To test the effects of field variables and landscape structure on the sunflower visiting frequency of the three pollinator groups, we applied generalised linear mixed models (GLMMs) assuming a Poisson distribution from the R package ‘lme4′83, with the site ID as a random factor in each case. The results of the Poisson GLMMs were plotted using the R package ‘ggplot2′84. All explanatory variables in the GLMMs were continuous ones, except for the study year, which was a categorical variable with the study year of 2014 as reference (Table S2 A). We used the sums of the field counts for the three pollinator groups in all these GLMMs, except for testing the effects of the distance from field edge, where we used the sums of the field counts for each four distances (Table S2 B). For analysing the effects of landscape structure on the sunflower visiting frequency of the studied pollinator groups, we added all three metrics mentioned above as explanatory variables in the Poisson GLMMs, for each two landscape element types separately. This separation was necessary because of the absence of hSNH patches in some landscape sectors at scales below 400 m, while sunflower fields were occurring in all of these sectors (Table S3).
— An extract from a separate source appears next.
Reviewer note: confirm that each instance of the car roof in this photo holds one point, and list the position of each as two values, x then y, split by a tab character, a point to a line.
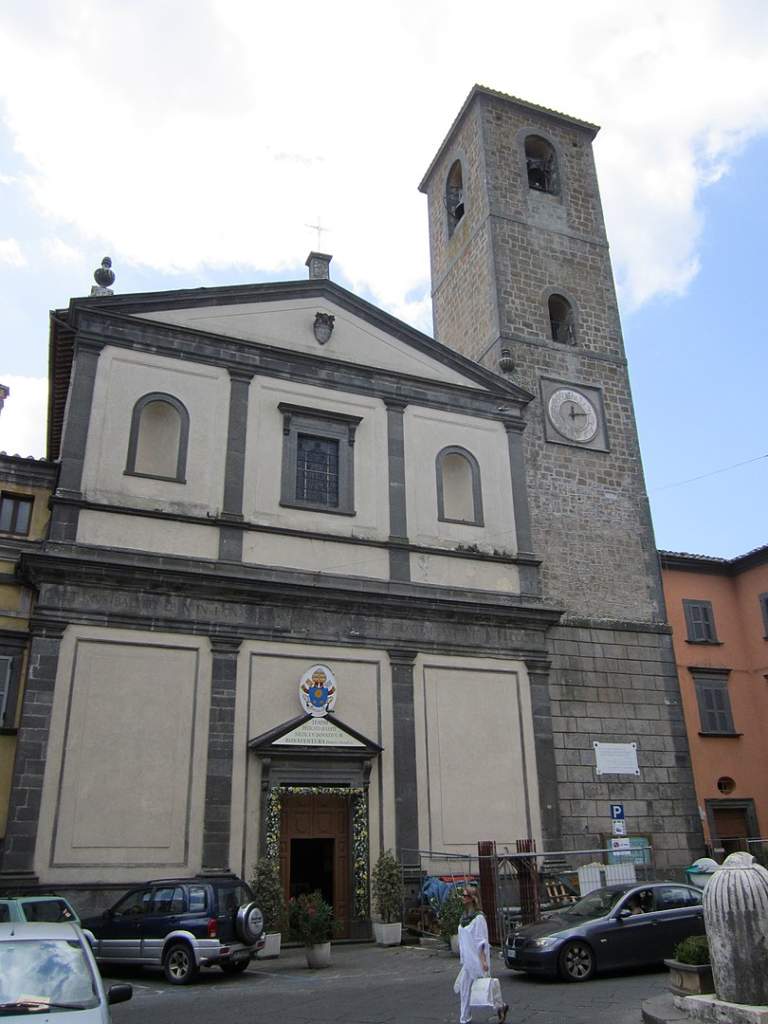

The residuals of all Poisson GLMMs were checked for uniformity, dispersion and outliers using functions from the R package ‘DHARMa’85. In case the results of these tests would indicate a bad fit of a tested Poisson GLMM, we intended switch to a negative binomial GLMM. However, this change proved to be unnecessary, since the tests did not detect any significant deviations of the residuals for all tested Poisson GLMMs. All models were also tested for multicollinearity between the explanatory variables with variance inflation factors (VIFs) using the R package ‘car’86. The VIFs for the three tested metrics were below 2 at most spatial scales for hSNH patches, but over 2 at the majority of scales for sunflower fields in case of all three pollinator groups, indicating a high redundancy of the metrics for the latter landscape element.